He looks every inch the European democratic politician. But in truth, the man is nothing more than a murdering despot, like his father before him. In the 1980s, Bashar’s father Hafez, ordered his Air Force and Army to pound Hama from the air and ground. Conservative estimates show that some 40,000 people died in that attack.

Last week, 100 people, most of them children, were murdered. They were summarily executed with bullets to the back of the head. One wonders how hard they cried. Yesterday, the vile specimen of a human that is Bashar Al Assad, denied that his government, or his hired thugs (the shabiha), had anything to do with the massacre, saying that not even “monsters” would carry out such a crime.

Just like the monster Ian Huntley, who once gave an interview to Sky news about how sweet Holly and Jessica were, when they were still missing and no one had figured out he was the killer, the monster Assad says: “If we don’t feel the pain, the pain that squeezes our hearts, as I felt it, for the cruel scenes — especially the children — then we are not human beings”.

He blames foreign extremists and terrorists for the revolt that has gripped Syria over the past year and more. His remarks suggest he is still standing his ground, despite widespread international condemnation over his deadly crackdown on dissent. Even China and Russia, which have sprung to his defence in the UN on more than one occasion, are changing their tune.

The opposition and the government have exchanged accusations over the Houla killings, each blaming the other. UN investigators have said there are strong suspicions that pro-regime gunmen are responsible for at least some of the killings.

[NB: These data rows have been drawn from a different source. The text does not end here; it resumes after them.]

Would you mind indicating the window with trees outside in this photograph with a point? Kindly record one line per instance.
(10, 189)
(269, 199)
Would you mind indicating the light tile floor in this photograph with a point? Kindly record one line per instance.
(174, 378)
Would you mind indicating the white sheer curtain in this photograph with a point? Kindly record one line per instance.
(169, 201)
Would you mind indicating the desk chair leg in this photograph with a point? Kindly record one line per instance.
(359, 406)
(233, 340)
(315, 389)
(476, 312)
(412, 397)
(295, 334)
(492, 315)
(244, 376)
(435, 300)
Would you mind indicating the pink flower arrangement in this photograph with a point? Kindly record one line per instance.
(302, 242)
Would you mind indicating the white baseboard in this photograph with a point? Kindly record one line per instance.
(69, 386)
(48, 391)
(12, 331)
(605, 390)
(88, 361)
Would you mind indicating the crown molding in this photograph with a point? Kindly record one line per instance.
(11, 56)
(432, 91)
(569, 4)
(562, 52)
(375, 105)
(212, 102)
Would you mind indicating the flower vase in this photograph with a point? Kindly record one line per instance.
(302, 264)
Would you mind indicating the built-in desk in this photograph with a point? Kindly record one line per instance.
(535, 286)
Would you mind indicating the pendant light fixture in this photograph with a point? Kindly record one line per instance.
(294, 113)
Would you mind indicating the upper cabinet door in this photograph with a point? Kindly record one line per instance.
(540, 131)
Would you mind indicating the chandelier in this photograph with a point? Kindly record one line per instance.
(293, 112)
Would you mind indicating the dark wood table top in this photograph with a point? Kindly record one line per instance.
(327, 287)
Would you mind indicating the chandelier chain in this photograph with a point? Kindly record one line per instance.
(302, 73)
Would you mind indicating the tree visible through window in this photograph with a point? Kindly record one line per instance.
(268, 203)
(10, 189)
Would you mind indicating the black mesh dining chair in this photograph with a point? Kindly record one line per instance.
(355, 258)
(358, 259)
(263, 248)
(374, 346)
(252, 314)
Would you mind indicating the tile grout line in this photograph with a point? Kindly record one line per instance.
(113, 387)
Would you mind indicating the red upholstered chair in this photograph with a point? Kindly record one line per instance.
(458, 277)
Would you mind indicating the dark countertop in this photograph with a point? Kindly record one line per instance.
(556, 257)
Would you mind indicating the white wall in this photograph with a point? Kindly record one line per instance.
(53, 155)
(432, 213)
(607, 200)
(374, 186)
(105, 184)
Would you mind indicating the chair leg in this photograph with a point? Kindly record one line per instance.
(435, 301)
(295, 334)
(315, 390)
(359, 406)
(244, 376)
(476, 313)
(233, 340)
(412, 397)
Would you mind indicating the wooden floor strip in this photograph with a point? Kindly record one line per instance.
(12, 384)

The revolt began last March with mostly peaceful protests, but a ferocious government crackdown led many in the opposition to take up arms. Now, the conflict has morphed into an armed insurgency and risks turning into a fully fledged civil war involving Sunni, Shia, Alawite and Coptic Christian elements. It has even spilled over into neighbouring Lebanon.

Activists say as many as 13,000 people have died in the violence. One year after the revolt began, the UN put the toll at 9,000, but hundreds more have died since. A cease-fire plan brokered by international envoy Kofi Annan is violated by both sides every day. Fears also have risen that the violence could spread and provoke a regional conflagration.

Al Qaeda-style suicide bombings have become increasingly common in Syria, and Western officials say there is little doubt that Islamist extremists, some associated with the terror network, have made inroads in Syria as instability has spread.

Assad has acknowledged there are genuine calls for reform, although the opposition says he has offered only cosmetic changes that do little to change a culture where any whisper of dissent could lead to arrest and torture. Two weights, two measures. This man has killed more people than Gaddafi could have ever hoped to, yet still, the international community sits back.